Эта мысль успокоила меня, и я переключилась на кассету Нимотси. Конечно, она была ценна сама по себе, она может быть неубиенной картой против тех, кто стоит за этими кровавыми съемками. Но в ней было еще что-то – что-то, что я упустила из виду. Нужно только еще раз – внимательно, по кадрам – ее отсмотреть, подумала я и содрогнулась от этой мысли. Боже мой, Нимотси, куда ты меня втравил? И как эта кассета оказалась у тебя, она ведь совершенно не для тебя предназначалась…

Я надеялась получить ответ на этот вопрос из дневника Нимотси, если его каракули еще можно разобрать. А сейчас нужно вплотную заняться Тумановым, отныне никакой водки, только кефир Лианозовского молочного комбината…

Завтра ты едешь во ВГИК!

…На следующий день я тряслась в троллейбусе сорок восьмого маршрута, который должен был доставить меня прямо под обветшавшее крыльцо альма-матер, на улицу деятеля германского и международного коммунистического движения Вильгельма Пика. Еще во ВГИКе я обожала этот маршрут, я посвящала ему все свободные от Ивана бесцельные часы, катаясь из центра, где был мой любимый, славящийся запредельными ценами букинистический на Кузнецком, через половину Москвы на ВДНХ.
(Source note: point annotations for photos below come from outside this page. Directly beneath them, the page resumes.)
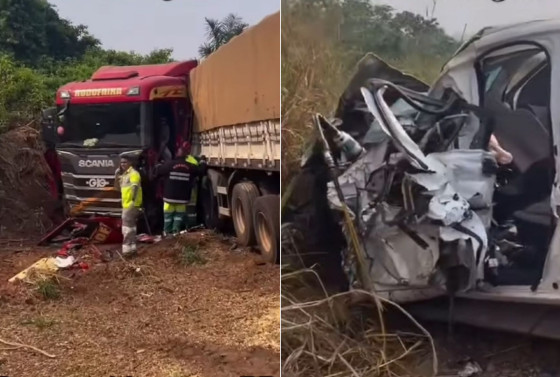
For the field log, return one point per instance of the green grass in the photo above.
(48, 289)
(191, 255)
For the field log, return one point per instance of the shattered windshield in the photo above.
(103, 125)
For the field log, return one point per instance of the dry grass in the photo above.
(314, 73)
(342, 334)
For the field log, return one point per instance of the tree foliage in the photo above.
(39, 52)
(322, 40)
(219, 32)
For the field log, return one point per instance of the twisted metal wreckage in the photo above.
(403, 183)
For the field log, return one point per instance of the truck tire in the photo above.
(266, 218)
(242, 202)
(211, 215)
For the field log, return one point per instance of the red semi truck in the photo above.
(227, 107)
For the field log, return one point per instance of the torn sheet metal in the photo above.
(404, 252)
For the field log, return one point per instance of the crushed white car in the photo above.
(432, 212)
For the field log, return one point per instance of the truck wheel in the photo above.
(242, 202)
(266, 217)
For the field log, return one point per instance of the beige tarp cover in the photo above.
(240, 82)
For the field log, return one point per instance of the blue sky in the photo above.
(144, 25)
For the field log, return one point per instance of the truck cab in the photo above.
(139, 110)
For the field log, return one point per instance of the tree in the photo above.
(31, 30)
(219, 32)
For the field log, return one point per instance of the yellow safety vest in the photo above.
(191, 160)
(130, 179)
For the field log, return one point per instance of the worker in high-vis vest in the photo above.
(128, 180)
(181, 174)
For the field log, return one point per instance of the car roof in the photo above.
(490, 37)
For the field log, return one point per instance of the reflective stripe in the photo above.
(176, 201)
(179, 179)
(173, 207)
(179, 174)
(191, 160)
(128, 181)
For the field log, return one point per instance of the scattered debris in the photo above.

Я не была во ВГИКе безумное количество лет, я старалась забыть эту неожиданно яркую для моей стертой бибграфии страницу: во многом это было связано со смертью Ивана, во многом – с моей человеческой и профессиональной несостоятельностью – ВГИК казался мне изощренной мышеловкой, прищемившей несчастную доверчивую Мышь: обрюхатил и не женился, поматросил да и бросил… Ева была начисто лишена этих комплексов, она ехала во ВГИК с азартом первооткрывателя.

…Ничего не изменилось, ничего не изменилось, сказала я себе, внедрившись в стены, бывшие когда-то родными; только студенты стали непростительно молоды, они убивали кислотными прикидами, отвязным, чуть вызывающим сленгом и тем особым, снобистским выражением в затянутых пленкой глазах, которое свойственно воинствующей богеме.
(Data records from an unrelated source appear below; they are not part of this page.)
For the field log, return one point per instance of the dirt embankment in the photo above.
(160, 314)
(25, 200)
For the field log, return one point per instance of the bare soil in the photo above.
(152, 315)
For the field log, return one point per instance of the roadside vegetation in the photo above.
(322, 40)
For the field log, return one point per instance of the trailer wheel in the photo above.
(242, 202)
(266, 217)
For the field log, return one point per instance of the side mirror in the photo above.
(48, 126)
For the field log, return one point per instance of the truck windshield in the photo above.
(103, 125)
Доморощенных хиппи сменила золотая молодежь, она сновала между буфетом и курилками, позвякивала бусами, кофрами и браслетами, таскала яуфы с учебной киностудии.

В просмотровом зале, как и семь лет назад, весело убивали Буча Кэссиди и Санденса Кида, а на четвертом этаже бренчал рояль: у очередной актерской мастерской были занятия по танцу. Я хорошо помнила визитную карточку прошлого ВГИКа – полубезумные национальные актерские мастерские, самыми примечательными из которых были узбекская и якутская: узбеки напропалую курили анашу, а якуты пили водку, что не мешало им ставить Ионеско и Беккета с неповторимым национальным колоритом.